November 2017. I look out from our Minneapolis Mill District apartment.

Ahead, I see St. Anthony Falls, the only significant waterfall on the Mississippi. A hydroelectric plant, established in 1882, still generates enough power for thousands of homes.

Minneapolis grew up around these falls.

Across the river I pick out the Pillsbury “A” Mill. Completed in 1881, it was the most productive flour mill in the world for 40 years.

My eyes follow the gorgeous curved lines of the 1883 Stone Arch Bridge back to my side of the river to the Washburn “A” Mill, part of a complex dating back to the 1870’s.

I look down to 11th Avenue South which runs in front of our home. It draws my eyes away from the Mississippi and up the road to a Romanesque brick building (pictured at the top of this post) at 212 11th Avenue South. It seems strangely out of place.

May 1899. Dusty mill workers head along 11th Avenue South past stables, workshops and the substantial Romanesque brick building towards the streetcar line at the end of the block. A Minnesota Electric Company cart pulls away. A well-dressed man walks up to the door where he is admitted by an elegant black woman, the owner of the purpose-built brick building.
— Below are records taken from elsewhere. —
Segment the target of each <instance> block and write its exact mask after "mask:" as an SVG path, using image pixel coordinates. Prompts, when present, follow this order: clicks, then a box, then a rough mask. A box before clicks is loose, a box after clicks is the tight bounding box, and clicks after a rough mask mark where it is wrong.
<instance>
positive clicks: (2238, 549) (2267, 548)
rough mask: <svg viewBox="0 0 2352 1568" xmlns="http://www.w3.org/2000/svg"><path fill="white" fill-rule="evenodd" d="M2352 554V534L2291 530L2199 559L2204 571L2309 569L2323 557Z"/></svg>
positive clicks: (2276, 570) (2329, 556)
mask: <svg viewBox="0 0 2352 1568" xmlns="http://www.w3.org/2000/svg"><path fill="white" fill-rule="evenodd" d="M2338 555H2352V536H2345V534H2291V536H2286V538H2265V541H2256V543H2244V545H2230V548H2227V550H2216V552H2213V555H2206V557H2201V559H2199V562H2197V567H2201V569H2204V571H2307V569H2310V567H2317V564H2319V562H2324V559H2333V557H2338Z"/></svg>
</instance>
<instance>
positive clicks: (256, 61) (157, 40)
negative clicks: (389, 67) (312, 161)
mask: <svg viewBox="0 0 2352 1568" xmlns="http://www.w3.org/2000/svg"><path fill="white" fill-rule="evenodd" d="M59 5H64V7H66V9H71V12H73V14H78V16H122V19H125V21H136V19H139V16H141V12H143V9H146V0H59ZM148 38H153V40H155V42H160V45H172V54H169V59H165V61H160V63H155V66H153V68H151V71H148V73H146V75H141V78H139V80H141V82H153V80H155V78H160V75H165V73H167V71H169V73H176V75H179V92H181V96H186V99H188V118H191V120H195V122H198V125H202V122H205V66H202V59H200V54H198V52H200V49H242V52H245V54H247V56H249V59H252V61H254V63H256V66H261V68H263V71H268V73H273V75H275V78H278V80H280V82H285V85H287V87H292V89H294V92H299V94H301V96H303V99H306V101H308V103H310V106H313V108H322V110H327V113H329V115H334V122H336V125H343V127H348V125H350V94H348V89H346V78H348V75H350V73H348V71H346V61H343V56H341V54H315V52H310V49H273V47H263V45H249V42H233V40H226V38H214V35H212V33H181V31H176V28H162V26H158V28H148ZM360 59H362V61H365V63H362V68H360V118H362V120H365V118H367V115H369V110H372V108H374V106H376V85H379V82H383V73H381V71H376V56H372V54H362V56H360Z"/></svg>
Building inspection log for 212 11th Avenue South, starting 1890.
The year “99” is 1899.
The woman, Ida Dorsey, was operating a successful brothel. Although illegal, Minneapolis building inspection records euphemistically recorded the nature of the business: “Sporting House” and “House of Ill Fame.” The local paper reported Ida’s payments of monthly fines, and would sometimes print the address of the “Sporting House.” She was left alone to conduct her business.

Notes: 

I go past the “Sporting House” nearly every day and was curious about its history. I Googled the address, which brought me to Minneapolis Madams: The Lost History of Prostitution on the Riverfront. Hennepin County Library’s online resources brought me to the Housing Inspection log for the property where I learned about the Sporting House and other legal and illegal businesses in the neighborhood at the end of the nineteenth century. 

The Pillsbury “A” Mill is now artists’ lofts, the Washburn “A” Mill is a museum. Stone Arch Bridge (see Scenes from a Bridge) originally built for rail, now has bicycle and pedestrian paths. The Sporting House is now apartments.